(4-21-20) In a memo released and during a teleconference today by OHSAA Executive Director Jerry Snodgrass there seems to be some ‘laws being laid down‘. In the past Snodgrass says that he worked at the pleasure of his membership, it seems that he is not going that route since COVID 19.

There is no ‘I’ in OHSAA.

I also have to go with the fact that my number one concern that I have, over everything, is the health and safety of everyone involved. It’s not just our student-athletes. It’s the parents, coaches, umpires, officials, the scorekeepers. All those things enter into this. It’s a tough decision and it’s one that I and all the other Executive Directors of the other states never thought we would have to do. Never did I think this would be the case, but I’ve tried to be as prepared as I could every step of the way.”

In recent twitter posts

“As we have stated in our previous communications, today’s announcement by Governor DeWine to close schools for the remainder of the 2019-20 school year also will now result in the cancellation of OHSAA-sponsored spring sports seasons including tournaments.”

“July is a very physical month for our student-athletes entering fall sports, so we have already started looking at, if this continues through the summer, we’ll have the potential of having a lot of kids who haven’t had the physical activity that they would normally have going into a fall season. So for the health and safety of everyone, we have to look at the acclimation periods going into the fall, if that happens. We have to be prepared for that. We’re also talking about that, if this does go through the summer, what is the likelihood that a student can get in to get a physical (annual medical exam). We have a sport medicine advisory group that is looking at that. They are looking at all aspects such as whether artificial surfaces need to be treated. We are relying on the advice of experts in our decision making.

  • Who is looking at acclimation periods?
  • Who is a part of the special medicine advisory group? Who selected them?
  • Limiting number of games in the fall, based on what?
  • How many took the School administrator survey, what were the questions and some of the replies?

What Snodgrass said today during his media  teleconference-

Shortening the season or limiting number of games in fall sports is “on the table.”  Schools who depend on football income for the athletic budget will be sinking in red ink if this happens.
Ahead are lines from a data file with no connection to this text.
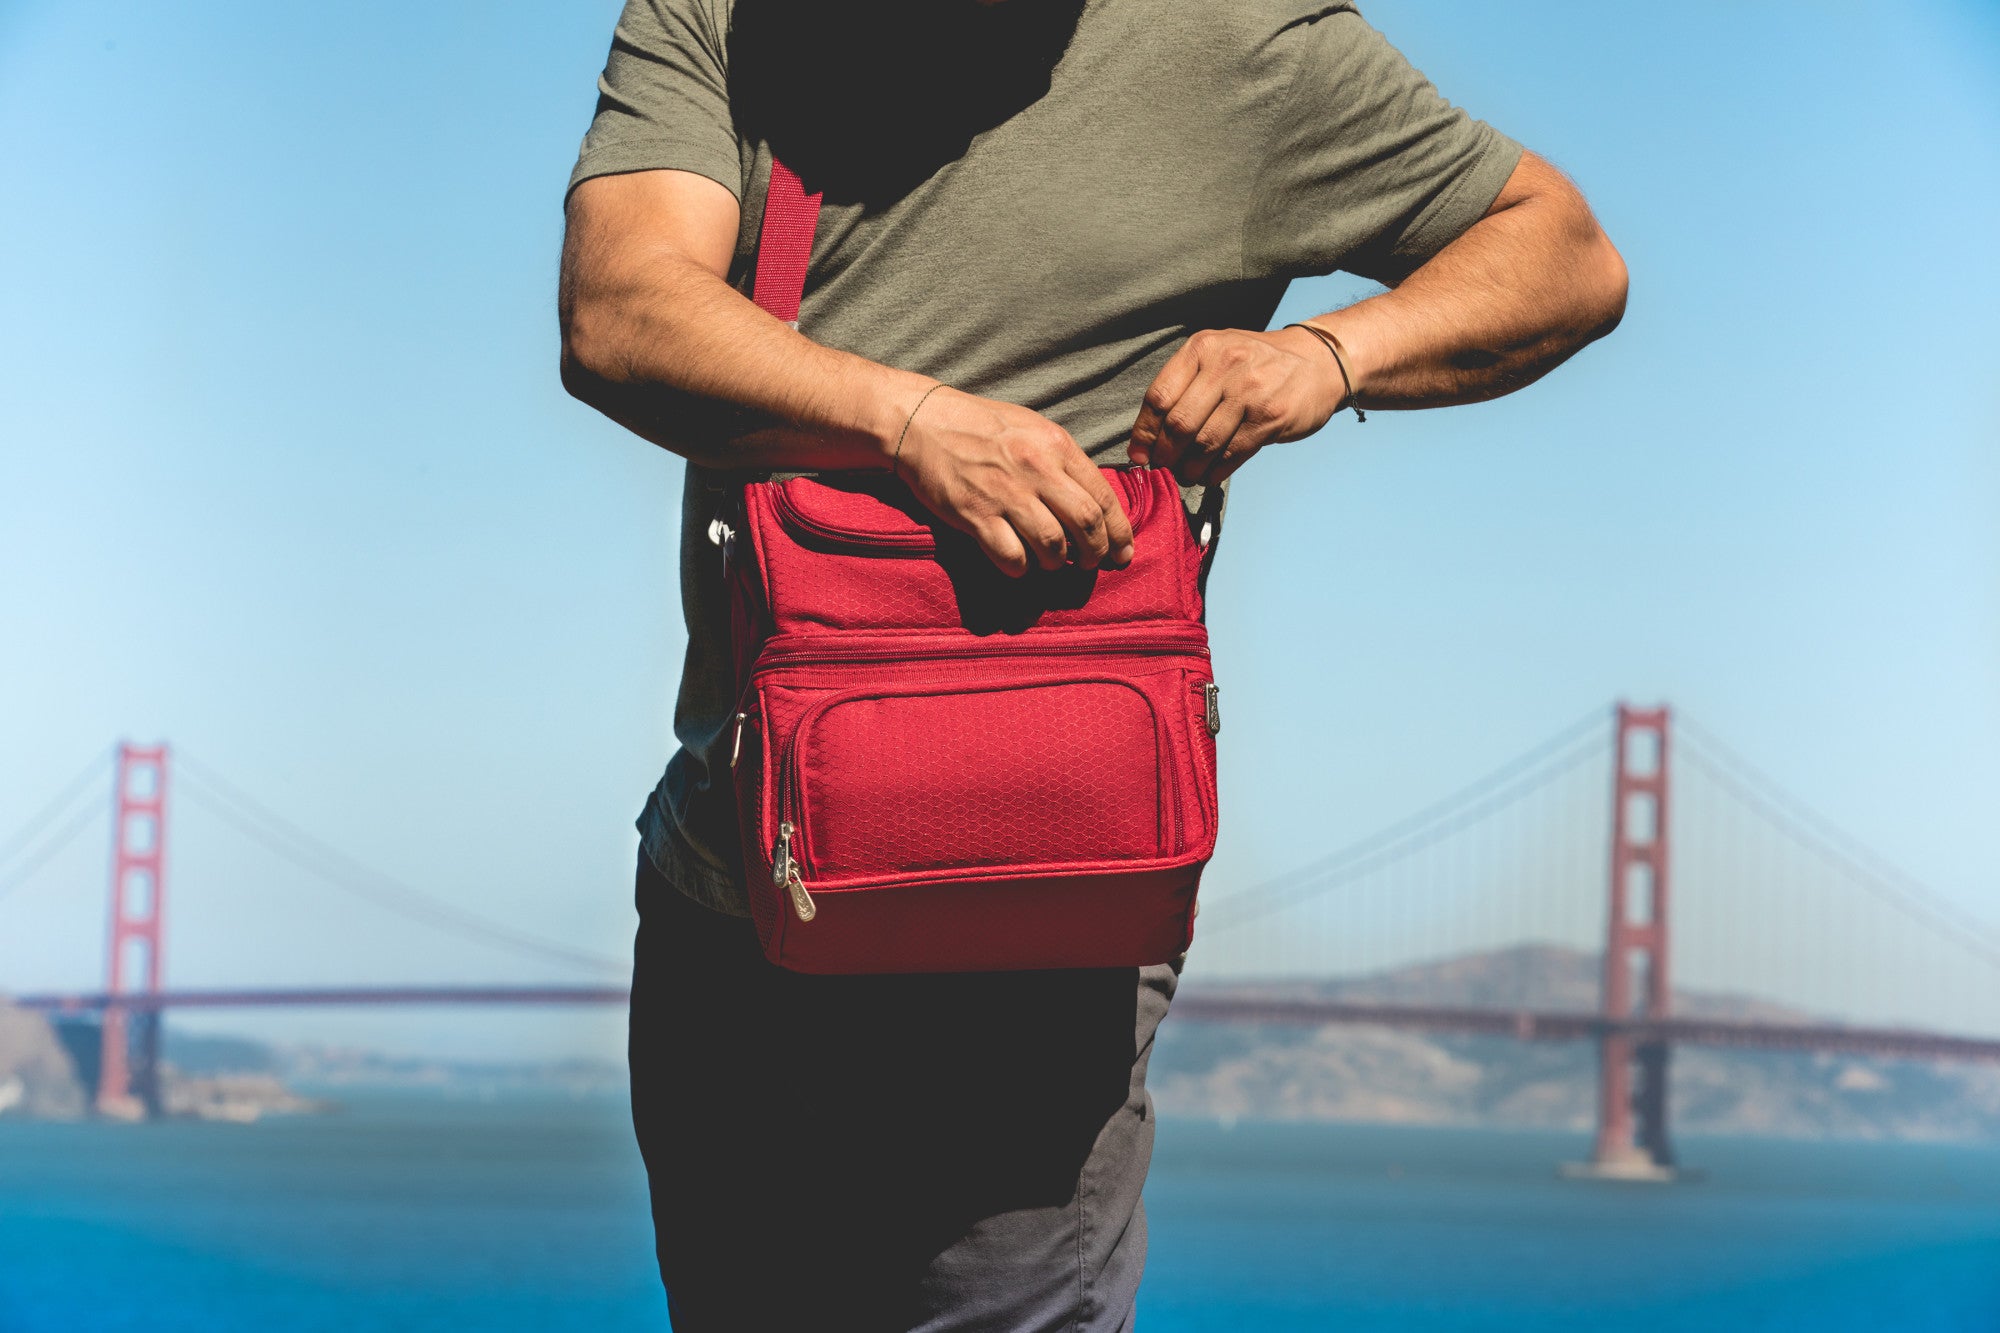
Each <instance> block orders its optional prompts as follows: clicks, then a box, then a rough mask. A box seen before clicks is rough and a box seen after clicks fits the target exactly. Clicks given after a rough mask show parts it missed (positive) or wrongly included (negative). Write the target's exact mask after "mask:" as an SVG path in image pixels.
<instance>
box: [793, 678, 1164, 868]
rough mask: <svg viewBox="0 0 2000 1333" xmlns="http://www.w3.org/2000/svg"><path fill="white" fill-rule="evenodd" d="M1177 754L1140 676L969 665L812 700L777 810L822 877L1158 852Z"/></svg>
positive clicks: (1140, 855) (1012, 863) (794, 729)
mask: <svg viewBox="0 0 2000 1333" xmlns="http://www.w3.org/2000/svg"><path fill="white" fill-rule="evenodd" d="M952 675H954V677H956V675H960V673H952ZM1168 757H1170V741H1168V737H1166V729H1164V721H1162V717H1160V711H1158V707H1156V705H1154V699H1152V697H1150V695H1148V691H1146V689H1144V687H1142V685H1140V683H1138V681H1132V679H1124V677H1116V675H1088V673H1062V675H1052V673H964V677H962V679H956V681H932V683H910V685H900V687H884V685H874V687H862V689H848V691H838V693H834V695H828V697H826V699H820V701H818V703H814V705H812V707H810V709H808V711H806V713H804V715H802V717H800V721H798V727H796V729H794V731H792V739H790V747H788V753H786V757H784V763H782V765H780V773H778V787H780V791H778V805H780V809H782V813H784V821H786V823H790V825H792V827H794V829H796V837H798V845H796V847H794V849H792V855H794V857H798V861H800V869H802V875H804V879H806V881H808V883H812V885H814V887H822V885H824V887H830V889H832V887H838V885H840V883H842V881H860V879H870V881H872V879H888V877H904V875H926V877H928V875H942V877H952V875H960V873H962V875H990V873H1008V875H1028V873H1038V871H1056V869H1072V867H1084V865H1090V867H1096V865H1106V863H1128V861H1148V859H1158V857H1164V855H1168V851H1170V847H1172V843H1174V827H1172V825H1174V801H1172V791H1170V789H1172V787H1176V783H1174V765H1172V763H1170V759H1168Z"/></svg>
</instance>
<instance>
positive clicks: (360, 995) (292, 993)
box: [12, 987, 2000, 1063]
mask: <svg viewBox="0 0 2000 1333" xmlns="http://www.w3.org/2000/svg"><path fill="white" fill-rule="evenodd" d="M626 997H628V991H626V987H320V989H300V987H286V989H252V991H158V993H154V995H124V997H112V995H106V993H78V995H16V997H12V1003H14V1005H20V1007H22V1009H38V1011H44V1013H94V1011H102V1009H110V1007H112V1005H120V1007H124V1009H132V1011H148V1009H152V1011H156V1009H252V1007H302V1005H324V1007H336V1005H624V1003H626ZM1174 1015H1176V1017H1178V1019H1180V1021H1182V1023H1250V1025H1260V1023H1262V1025H1286V1027H1290V1025H1300V1027H1320V1025H1328V1023H1354V1025H1376V1027H1400V1029H1418V1031H1432V1033H1472V1035H1488V1037H1514V1039H1518V1041H1590V1039H1596V1037H1604V1035H1612V1033H1624V1035H1628V1037H1632V1039H1634V1041H1642V1043H1646V1041H1666V1043H1674V1045H1692V1047H1736V1049H1750V1051H1824V1053H1832V1055H1872V1057H1882V1059H1932V1061H1940V1059H1942V1061H1994V1063H2000V1039H1988V1037H1950V1035H1942V1033H1924V1031H1914V1029H1894V1027H1840V1025H1830V1023H1814V1025H1798V1023H1744V1021H1734V1019H1696V1017H1686V1019H1684V1017H1670V1019H1628V1021H1622V1023H1616V1021H1610V1019H1606V1017H1602V1015H1596V1013H1574V1011H1538V1009H1476V1007H1452V1005H1386V1003H1384V1005H1376V1003H1358V1001H1332V999H1314V997H1286V995H1270V993H1260V991H1232V989H1226V987H1188V989H1186V991H1182V993H1180V999H1176V1001H1174Z"/></svg>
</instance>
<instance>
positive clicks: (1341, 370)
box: [1286, 324, 1368, 422]
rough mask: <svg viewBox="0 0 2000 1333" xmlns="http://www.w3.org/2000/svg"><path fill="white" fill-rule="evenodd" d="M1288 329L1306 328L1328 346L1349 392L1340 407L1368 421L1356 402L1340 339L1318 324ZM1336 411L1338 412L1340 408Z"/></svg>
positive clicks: (1343, 382) (1345, 385) (1366, 416)
mask: <svg viewBox="0 0 2000 1333" xmlns="http://www.w3.org/2000/svg"><path fill="white" fill-rule="evenodd" d="M1286 328H1304V330H1306V332H1310V334H1312V336H1314V338H1318V340H1320V342H1324V344H1326V350H1328V352H1332V354H1334V364H1336V366H1340V382H1342V384H1344V386H1346V390H1348V394H1346V398H1342V400H1340V406H1344V408H1352V410H1354V420H1358V422H1360V420H1368V414H1366V412H1362V404H1360V402H1356V400H1354V374H1352V372H1350V370H1348V358H1346V352H1344V350H1342V348H1340V338H1336V336H1334V334H1330V332H1326V330H1324V328H1320V326H1316V324H1286ZM1334 410H1336V412H1338V410H1340V408H1334Z"/></svg>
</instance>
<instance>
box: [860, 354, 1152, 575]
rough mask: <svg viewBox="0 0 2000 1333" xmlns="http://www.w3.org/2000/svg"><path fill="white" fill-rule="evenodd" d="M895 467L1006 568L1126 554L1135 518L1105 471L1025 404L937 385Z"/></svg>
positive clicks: (1051, 424) (1044, 565) (1015, 568)
mask: <svg viewBox="0 0 2000 1333" xmlns="http://www.w3.org/2000/svg"><path fill="white" fill-rule="evenodd" d="M896 472H898V474H900V476H902V480H904V482H908V486H910V490H914V492H916V498H918V500H922V502H924V506H926V508H930V510H932V512H934V514H938V518H942V520H944V522H948V524H952V526H954V528H958V530H962V532H968V534H970V536H972V538H974V540H976V542H978V544H980V548H982V550H984V552H986V558H990V560H992V562H994V564H996V566H1000V570H1002V572H1004V574H1008V576H1014V578H1020V576H1022V574H1026V572H1028V568H1030V564H1040V566H1042V568H1060V566H1062V564H1066V562H1070V560H1074V562H1076V564H1088V566H1092V568H1096V566H1100V564H1102V566H1106V568H1124V566H1126V564H1130V562H1132V520H1130V518H1128V516H1126V512H1124V506H1120V504H1118V496H1116V494H1112V486H1110V482H1106V480H1104V472H1100V470H1098V466H1096V464H1094V462H1090V458H1088V456H1086V454H1084V450H1082V448H1078V444H1076V440H1072V438H1070V432H1068V430H1064V428H1062V426H1058V424H1056V422H1052V420H1048V418H1046V416H1042V414H1040V412H1034V410H1030V408H1024V406H1016V404H1012V402H998V400H994V398H978V396H974V394H962V392H958V390H956V388H948V386H944V388H938V390H936V392H932V394H930V396H928V398H926V400H924V404H922V406H920V408H918V412H916V416H912V418H910V424H908V428H906V430H904V436H902V454H900V458H898V462H896Z"/></svg>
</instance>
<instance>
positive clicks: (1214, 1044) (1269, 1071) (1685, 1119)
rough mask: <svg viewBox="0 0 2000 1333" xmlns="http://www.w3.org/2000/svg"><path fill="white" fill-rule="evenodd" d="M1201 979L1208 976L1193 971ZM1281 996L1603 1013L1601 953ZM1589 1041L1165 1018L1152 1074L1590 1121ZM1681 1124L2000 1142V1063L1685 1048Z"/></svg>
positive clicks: (1358, 1102)
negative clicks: (1600, 1001) (1601, 990)
mask: <svg viewBox="0 0 2000 1333" xmlns="http://www.w3.org/2000/svg"><path fill="white" fill-rule="evenodd" d="M1196 985H1198V983H1196ZM1258 991H1264V993H1270V995H1296V997H1324V999H1344V1001H1378V1003H1434V1005H1482V1007H1484V1005H1490V1007H1524V1009H1570V1011H1592V1009H1596V1003H1598V957H1596V955H1590V953H1582V951H1576V949H1560V947H1554V945H1520V947H1514V949H1500V951H1492V953H1474V955H1462V957H1454V959H1442V961H1436V963H1422V965H1414V967H1404V969H1394V971H1386V973H1372V975H1364V977H1344V979H1332V981H1316V983H1272V985H1266V987H1258ZM1674 1005H1676V1009H1678V1011H1680V1013H1684V1015H1690V1017H1718V1019H1774V1021H1786V1019H1798V1021H1804V1019H1808V1017H1812V1015H1804V1013H1800V1011H1796V1009H1786V1007H1782V1005H1774V1003H1770V1001H1760V999H1750V997H1736V995H1712V993H1700V991H1676V995H1674ZM1594 1079H1596V1051H1594V1049H1592V1047H1590V1043H1528V1041H1510V1039H1502V1037H1452V1035H1432V1033H1410V1031H1394V1029H1380V1027H1324V1029H1300V1027H1238V1025H1206V1023H1200V1025H1198V1023H1168V1025H1166V1027H1164V1029H1162V1033H1160V1041H1158V1047H1156V1049H1154V1057H1152V1073H1150V1077H1148V1085H1150V1087H1152V1093H1154V1101H1156V1103H1158V1107H1160V1109H1162V1111H1166V1113H1176V1115H1202V1117H1216V1119H1232V1117H1260V1119H1292V1121H1388V1123H1408V1125H1516V1127H1550V1129H1578V1131H1582V1129H1590V1125H1592V1123H1594V1119H1596V1083H1594ZM1672 1125H1674V1129H1676V1131H1692V1133H1746V1135H1782V1137H1810V1139H1818V1137H1852V1139H2000V1067H1990V1065H1918V1063H1904V1061H1876V1059H1852V1057H1828V1055H1792V1053H1760V1051H1708V1049H1700V1047H1680V1049H1676V1051H1674V1075H1672Z"/></svg>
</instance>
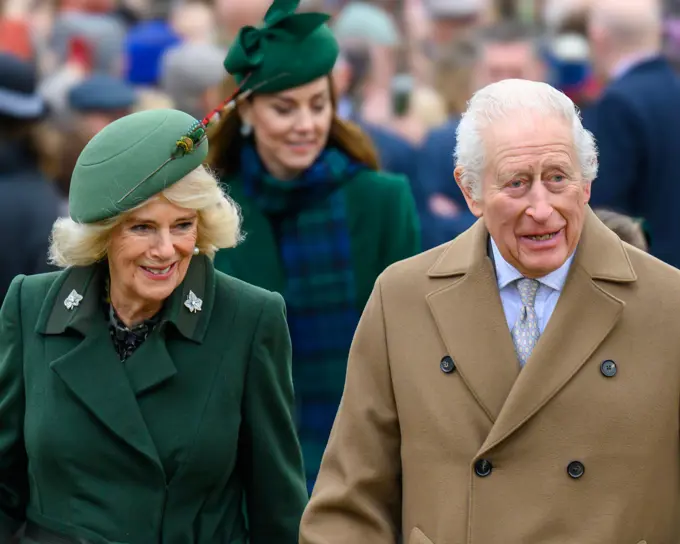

Playing regular-season games without fans in the fall is each school’s decision, tournament games would be the OHSAA’s decision.

He’s not in favor of canceling all fall sports if some can be played. If there are some group size restrictions still in place that render some sports games or meets impossible, but allows others (like golf), he’s in favor of holding what could be held.

A survey of school administrators across Ohio showed they are supportive of the no-contact period being extended as long as school building closure is in effect.

No layoffs or furloughs are in place for the OHSAA staff in the immediate plans and the OHSAA has applied for funds under the CARES Act.

On the status of the OHSAA budget:

“The financial ramifications are serious. We lost a good share of our ticket revenues. Football attendance was down this year. In the spring, everything but track is profitable. It’s not all about profit, but we are a business.”

If you don’t think there is a problem with the current way things are being handled…wait until the Executive Director says the OHSAA needs $2,000 a year from your school  to be a member to cover the recent lost income.

So who is making up the above guidelines? Member schools need to become more active in decisions that will affect their school systems in the future. Short memos from the OHSAA informing administrators about the changes that have been implemented after it has already been decided…is not enough.

Martial Law???? Agree or disagree you can see that the OHSAA membership is not able give input to many of these decisions. Down the road schools may have to ‘pay up’ for what is taking now.